I: I always drew. I had great fun drawing ships and soldiers. But exile, poverty and disillusionment shifted art from something I did for pleasure to something that I did out of need. I think I sought art to organize what was happening.
He: As a way of ordering experience? Is that also what led you to the study of physics, and nearly a career in a lab coat?
I: Yes, in art, I confronted my life and tried to process it, and in physics, I tried to detach myself from my life and find a purer place, a place that was less complicated and less compromised. So at the beginning, art was like a dustpan I used to collect all of the dirt and grime of my life, and physics was the clean outfit that I wore after doing all the cleaning.
He: Looking back at those years, do you see that way of viewing art as sad?
I: Art was what I needed it to be.
Sadness does come in retrospect; some things should not be viewed from afar.
He: You were an apprentice to a painter. Was he aware of what was happening with you?
I: I think so. In his studio I had specific assignments and fixed exercises and studies, but he saw my other works and I’m sure he could appreciate what was going on.
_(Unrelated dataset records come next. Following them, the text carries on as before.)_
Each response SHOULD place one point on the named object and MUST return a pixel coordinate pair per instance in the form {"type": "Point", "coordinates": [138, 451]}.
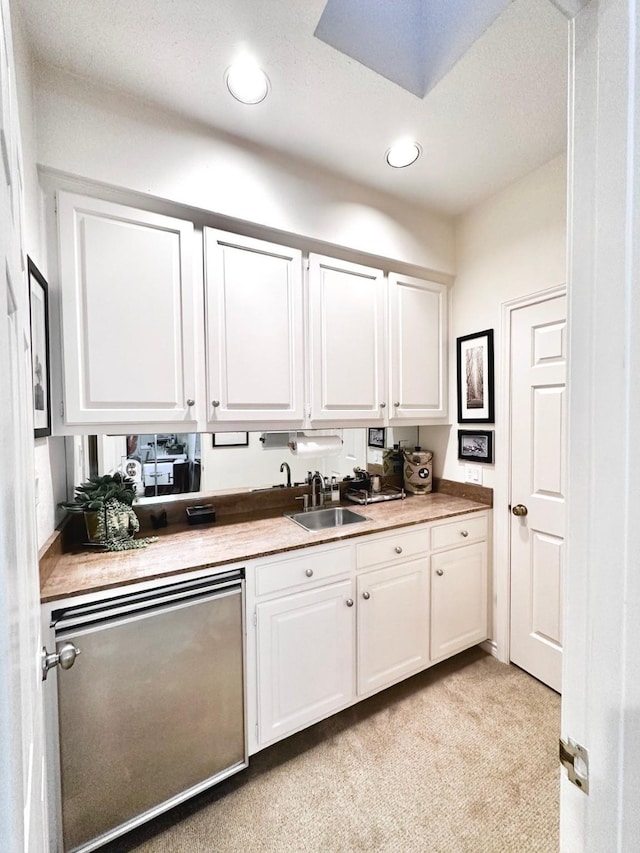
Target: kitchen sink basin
{"type": "Point", "coordinates": [321, 519]}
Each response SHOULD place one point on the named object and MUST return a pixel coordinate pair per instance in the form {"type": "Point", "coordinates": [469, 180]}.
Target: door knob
{"type": "Point", "coordinates": [64, 658]}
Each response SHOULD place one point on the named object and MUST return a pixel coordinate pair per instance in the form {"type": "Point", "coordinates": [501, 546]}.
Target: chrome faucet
{"type": "Point", "coordinates": [316, 497]}
{"type": "Point", "coordinates": [282, 467]}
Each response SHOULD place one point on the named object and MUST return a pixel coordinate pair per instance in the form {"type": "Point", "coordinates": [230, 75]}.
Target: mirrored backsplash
{"type": "Point", "coordinates": [174, 464]}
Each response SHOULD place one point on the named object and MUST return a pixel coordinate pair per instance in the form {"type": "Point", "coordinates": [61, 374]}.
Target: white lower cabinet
{"type": "Point", "coordinates": [334, 624]}
{"type": "Point", "coordinates": [458, 599]}
{"type": "Point", "coordinates": [305, 658]}
{"type": "Point", "coordinates": [393, 636]}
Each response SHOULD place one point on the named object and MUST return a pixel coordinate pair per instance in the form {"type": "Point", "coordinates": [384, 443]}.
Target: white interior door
{"type": "Point", "coordinates": [538, 486]}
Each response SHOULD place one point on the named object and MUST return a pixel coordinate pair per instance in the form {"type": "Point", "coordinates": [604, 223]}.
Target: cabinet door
{"type": "Point", "coordinates": [459, 597]}
{"type": "Point", "coordinates": [305, 658]}
{"type": "Point", "coordinates": [393, 615]}
{"type": "Point", "coordinates": [418, 349]}
{"type": "Point", "coordinates": [127, 314]}
{"type": "Point", "coordinates": [347, 323]}
{"type": "Point", "coordinates": [254, 330]}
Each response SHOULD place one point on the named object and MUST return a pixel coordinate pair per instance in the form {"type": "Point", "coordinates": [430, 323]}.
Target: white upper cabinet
{"type": "Point", "coordinates": [418, 349]}
{"type": "Point", "coordinates": [254, 331]}
{"type": "Point", "coordinates": [347, 347]}
{"type": "Point", "coordinates": [126, 289]}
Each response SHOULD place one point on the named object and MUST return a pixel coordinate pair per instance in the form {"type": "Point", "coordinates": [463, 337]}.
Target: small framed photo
{"type": "Point", "coordinates": [475, 445]}
{"type": "Point", "coordinates": [230, 439]}
{"type": "Point", "coordinates": [376, 436]}
{"type": "Point", "coordinates": [475, 378]}
{"type": "Point", "coordinates": [39, 309]}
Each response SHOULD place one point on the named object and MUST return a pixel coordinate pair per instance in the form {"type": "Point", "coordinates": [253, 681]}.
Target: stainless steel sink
{"type": "Point", "coordinates": [321, 519]}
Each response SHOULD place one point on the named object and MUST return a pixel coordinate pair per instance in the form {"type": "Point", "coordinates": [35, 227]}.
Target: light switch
{"type": "Point", "coordinates": [473, 474]}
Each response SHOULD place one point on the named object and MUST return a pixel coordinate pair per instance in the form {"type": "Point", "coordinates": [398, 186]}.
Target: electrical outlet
{"type": "Point", "coordinates": [473, 474]}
I think he understood me because he had some torments of his own. But his way of looking at art seemed rigorous at a time when mine wasn’t. He was a disciplined teacher who came from another time, a time that was more refined and slower. For better or for worse, he introduced me to the idea that art went beyond rendering or my desire for redemption.
He: Was redemption even possible through art at that time?
I: I think I survived, in part, because of my childhood drawings. That’s redemption.
He: Is redemption too big of a word?
I: No. I don’t think it is.
I am thinking of the pastel of the great adventure: the man swimming towards the shore while the big shark is closing in. Did I paint that when I was in Spain? I should look at that pastel when I get back to Los Angeles.